Campionato Seconda Divisione falsato, parola del sindaco di Giulianova

di Redazione 0

Parola di sindaco, in questo caso del primo cittadino di Giulianova, Francesco Mastromauro: stando alle frasi pronunciate dal sindaco, infatti, il campionato di calcio di Seconda Divisione è falsato perchè alla sua squadra viene impedito di disputare le partite casalinghe sul proprio campo, nonostante lo stesso primo cittadino se ne assuma la responsabilità, firmando l’ordinanza in deroga alla mancanza di requisiti di sicurezza, perchè non a norma.

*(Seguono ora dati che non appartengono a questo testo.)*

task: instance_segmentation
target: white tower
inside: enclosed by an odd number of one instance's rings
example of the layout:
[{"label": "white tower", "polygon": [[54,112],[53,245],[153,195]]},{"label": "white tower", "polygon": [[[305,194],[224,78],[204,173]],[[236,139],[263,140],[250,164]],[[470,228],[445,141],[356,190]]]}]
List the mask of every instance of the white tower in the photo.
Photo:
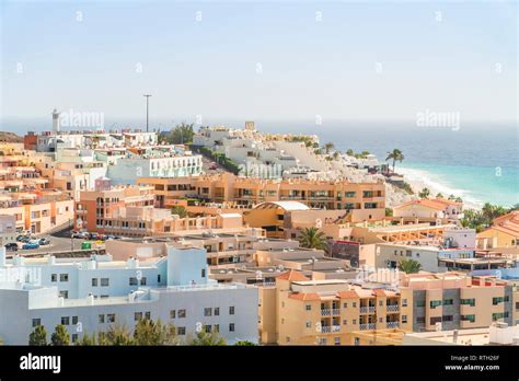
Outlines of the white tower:
[{"label": "white tower", "polygon": [[59,113],[56,108],[53,112],[53,132],[55,135],[59,132]]}]

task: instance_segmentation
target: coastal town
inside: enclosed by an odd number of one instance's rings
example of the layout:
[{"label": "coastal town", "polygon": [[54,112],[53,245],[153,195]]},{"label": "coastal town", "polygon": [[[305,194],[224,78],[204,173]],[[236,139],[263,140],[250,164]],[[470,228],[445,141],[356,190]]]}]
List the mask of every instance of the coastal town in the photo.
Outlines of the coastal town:
[{"label": "coastal town", "polygon": [[519,342],[518,208],[416,188],[399,149],[51,123],[0,143],[4,345]]}]

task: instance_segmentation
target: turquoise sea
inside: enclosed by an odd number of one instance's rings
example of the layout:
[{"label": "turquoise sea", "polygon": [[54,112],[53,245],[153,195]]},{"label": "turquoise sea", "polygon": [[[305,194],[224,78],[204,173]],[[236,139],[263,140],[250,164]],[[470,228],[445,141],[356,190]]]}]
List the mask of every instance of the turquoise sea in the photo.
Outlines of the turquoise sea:
[{"label": "turquoise sea", "polygon": [[[192,122],[185,118],[186,122]],[[461,123],[459,129],[417,127],[414,122],[351,122],[314,119],[255,119],[261,131],[315,134],[322,143],[333,142],[341,151],[368,150],[384,160],[399,148],[405,157],[396,172],[420,180],[443,194],[460,195],[466,201],[489,201],[504,206],[519,203],[519,129],[515,124]],[[142,120],[106,118],[105,125],[142,128]],[[205,119],[242,128],[244,120]],[[153,128],[171,128],[171,119],[151,120]],[[45,120],[2,120],[0,130],[25,134],[49,129]]]}]

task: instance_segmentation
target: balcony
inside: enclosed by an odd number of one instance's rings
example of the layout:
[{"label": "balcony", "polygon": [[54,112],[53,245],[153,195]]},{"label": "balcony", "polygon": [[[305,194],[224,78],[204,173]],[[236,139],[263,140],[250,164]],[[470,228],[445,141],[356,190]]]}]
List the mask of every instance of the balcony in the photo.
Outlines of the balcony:
[{"label": "balcony", "polygon": [[360,327],[360,331],[370,331],[370,330],[376,328],[376,324],[374,323],[360,324],[359,327]]},{"label": "balcony", "polygon": [[332,310],[331,309],[321,309],[321,316],[331,316]]},{"label": "balcony", "polygon": [[361,307],[360,308],[360,313],[374,313],[374,309],[376,309],[374,305]]}]

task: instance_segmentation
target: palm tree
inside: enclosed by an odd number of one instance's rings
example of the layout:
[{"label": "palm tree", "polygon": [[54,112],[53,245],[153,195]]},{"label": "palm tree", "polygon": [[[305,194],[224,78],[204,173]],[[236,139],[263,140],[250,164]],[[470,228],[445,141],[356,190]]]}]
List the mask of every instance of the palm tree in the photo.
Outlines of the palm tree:
[{"label": "palm tree", "polygon": [[394,173],[394,166],[396,162],[402,162],[404,160],[404,154],[402,153],[401,150],[394,149],[392,152],[388,152],[388,158],[385,158],[385,161],[388,160],[393,160],[393,173]]},{"label": "palm tree", "polygon": [[43,325],[36,325],[34,331],[31,332],[28,335],[28,345],[47,345],[47,331]]},{"label": "palm tree", "polygon": [[422,265],[419,262],[415,259],[402,259],[399,262],[399,268],[401,272],[405,274],[416,274],[422,269]]},{"label": "palm tree", "polygon": [[56,325],[56,328],[50,336],[50,343],[53,343],[54,346],[70,345],[70,334],[65,325]]},{"label": "palm tree", "polygon": [[302,247],[326,250],[327,242],[324,233],[316,228],[304,228],[299,238]]},{"label": "palm tree", "polygon": [[419,193],[418,193],[418,197],[419,198],[429,198],[430,196],[430,190],[429,188],[423,188]]},{"label": "palm tree", "polygon": [[333,142],[327,142],[324,145],[324,150],[326,151],[326,153],[330,153],[331,150],[334,149],[334,143]]},{"label": "palm tree", "polygon": [[227,345],[227,342],[216,332],[207,333],[200,331],[194,337],[189,337],[185,344],[194,346],[223,346]]}]

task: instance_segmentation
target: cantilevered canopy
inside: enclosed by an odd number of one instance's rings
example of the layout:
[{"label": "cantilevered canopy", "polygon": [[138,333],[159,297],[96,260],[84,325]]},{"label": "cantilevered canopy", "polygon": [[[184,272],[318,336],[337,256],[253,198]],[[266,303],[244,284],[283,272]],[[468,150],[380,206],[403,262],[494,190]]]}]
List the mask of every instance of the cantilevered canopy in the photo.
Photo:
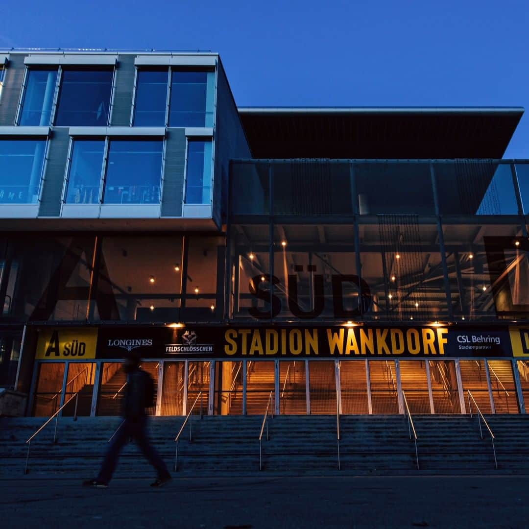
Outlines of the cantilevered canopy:
[{"label": "cantilevered canopy", "polygon": [[521,107],[239,109],[254,158],[501,158]]}]

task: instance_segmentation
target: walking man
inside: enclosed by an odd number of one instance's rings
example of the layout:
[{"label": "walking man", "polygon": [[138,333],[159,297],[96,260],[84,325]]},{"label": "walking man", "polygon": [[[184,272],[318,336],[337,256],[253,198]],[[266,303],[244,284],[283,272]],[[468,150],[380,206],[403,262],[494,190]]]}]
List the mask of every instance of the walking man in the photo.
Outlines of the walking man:
[{"label": "walking man", "polygon": [[132,437],[156,470],[158,477],[151,486],[161,487],[170,480],[171,475],[149,442],[145,412],[146,407],[153,404],[154,382],[148,373],[140,369],[140,359],[134,351],[126,355],[123,369],[127,373],[123,406],[124,420],[110,442],[97,477],[86,480],[83,484],[86,487],[106,488],[115,469],[121,449],[129,438]]}]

La denuncia di Mastromauro arriva all’indomani dell’ultima decisione del prefetto di Teramo, Valter Crudo, di chiudere lo stadio Rubens Fadini, che costringe il Giulianova a giocare la prossima partita contro il Fondi a Pescara. Ecco il pensiero di Mastromauro:

“Fino a ieri, prima di una frase scritta in un verbale da un funzionario dei vigili del fuoco, si poteva giocare lo stesso con una mia ordinanza e sotto la mia responsabilità. Adesso non è più possibile, al contrario di quanto accade per altri sindaci. Il 7 marzo scorso scrissi al ministro dell’Interno, Anna Maria Cancellieri e al presidente della Lega Calcio di Seconda Divisione, Mario Macalli per sapere se vi fossero stadi non a norma in cui si continuava a giocare. Poichè quella mia richiesta non ha avuto sinora nessuna risposta, ora denuncio pubblicamente che il campionato è falsato perchè sono avvantaggiate quelle squadre alle quali viene permesso di giocare nei loro stadi, anche se non sono a norma. Per il Giulianova si tratta della seconda partita interna giocata su un altro campo, dopo averne disputate già quattro a porte chiuse. È una vera ingiustizia perchè chi ha il dovere di vigilare sulla effettiva regolarità dei campionati non lo ha fatto e continua a non farlo. Adesso chiedo anzi, pretendo, che ciò che è stato fatto per il Fadini, che comunque è uno stadio tra i più sicuri e sorvegliati, e per il quale è stato anche approntato un progetto per il suo definitivo adeguamento, venga fatto anche per tutti quegli stadi che non sono a norma”.

Quali sarebbero? I nomi li fa lo stesso Mastromauro:

“Aversa, Bagni di Gavorrano, Eboli, Milazzo, Mugnano di Napoli, Vibo Valentia, Pagani, Frattamaggiore, Isola del Liri, L’Aquila e Chieti per citarne solo alcuni. Si impedisca già dalla prossima domenica che si disputino i relativi incontri. Questa mia è una pretesa non per danneggiare altri, ma per riaffermare il rispetto delle regole, valide per tutti e non solo per noi”.